NOW…I have just vomited a lot there, but I wanted to share some of the background on some of my thoughts here. In operating the 2 machines that I have, and being in the forums/FB Groups for them, I can say that “people” are spending a boat load of money on Higher Priced - “Out of the Box, Ready to Go” CNC machines, and still can’t get them to work. Some of that is in user error in assembly, but a lot of it is not understanding the workflow process that starts with CAD/CAM and creating G-Code (knowing what post processor to use), and then getting it sent to the machine. They are mostly frustrated and give up because they don’t understand and feel they were “misled” in the machine will just work as soon as they put it together. I see a lot of other, much higher priced machines, that just advertise the “advanced” capabilities of the machines, but not the process of how to get there for the absolute beginner.

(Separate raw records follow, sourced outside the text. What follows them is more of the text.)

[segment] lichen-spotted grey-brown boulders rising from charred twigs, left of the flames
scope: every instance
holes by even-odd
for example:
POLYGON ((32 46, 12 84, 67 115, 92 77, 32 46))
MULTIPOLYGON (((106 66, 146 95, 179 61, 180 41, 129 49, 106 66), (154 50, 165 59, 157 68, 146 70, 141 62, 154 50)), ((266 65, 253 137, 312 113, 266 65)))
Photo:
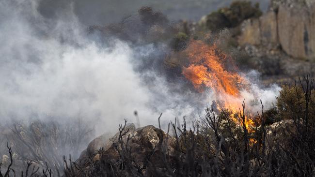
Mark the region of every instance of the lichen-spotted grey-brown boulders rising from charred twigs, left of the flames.
MULTIPOLYGON (((130 147, 130 156, 138 166, 143 166, 143 163, 146 162, 148 156, 151 156, 151 159, 154 159, 153 162, 156 162, 155 165, 158 166, 158 164, 162 163, 160 159, 155 159, 154 155, 162 150, 158 146, 159 143, 166 145, 163 146, 167 147, 167 149, 164 150, 168 151, 170 156, 174 151, 172 145, 175 139, 171 136, 167 136, 165 132, 152 125, 136 129, 134 124, 129 124, 126 126, 123 133, 126 133, 123 136, 123 142, 126 143, 126 147, 130 147)), ((88 148, 81 153, 76 162, 85 169, 91 170, 91 168, 93 168, 89 165, 91 164, 89 163, 91 161, 94 164, 97 163, 97 161, 100 161, 101 158, 105 158, 111 162, 119 161, 121 159, 120 153, 122 152, 118 150, 121 148, 119 147, 120 142, 118 139, 119 132, 112 137, 103 134, 95 138, 88 145, 88 148), (101 152, 100 149, 102 149, 101 152)))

@vicious1 I think you do a superb job of selling the basic concept of the machine and its capabilities, and the rest of the forum users here, help highlight the “advanced” capabilities. IMHO, you “sell” the basic concept of the minimum of what your machines are capable of and the support for that here in the forums. It is ultimately the user of the machine that needs to have the want and desire to push it further. I think the recommendations of adding content that highlights that, with added user videos of where you can take this machine is a great idea. I offer my own recommendation of adding a section for “So you are new to CNC…” with information that has been posted here in the forums to help potential buyers understand a little more of what they are getting into, and a list of everything that will be needed (I think you have it listed out on the build docs page, but parse it down to the main topics with links to that part of the docs??).
Sorry, I’ve been rambling…I will say I intend to build an MPCNC still, though will be looking to put a laser on it. I have just moved into a new house and still trying to get the garage cleaned out of all the stuff that hasn’t found its proper place inside. Once that is done it will become my shop (a blank slate for me in setup), and when I have the new space, it will be added in. I also have referred a few to the shop for various items (the 1/8" makita collet to be exact). So time will dictate now when that will happen for me, but I am looking forward to the build when I finally get the chance for it. I’ll purchase everything but the tubing, laser, and prints from the shop. (unless of course you go with a prefabbed kit, then I might be tempted to just purchase that as well!!)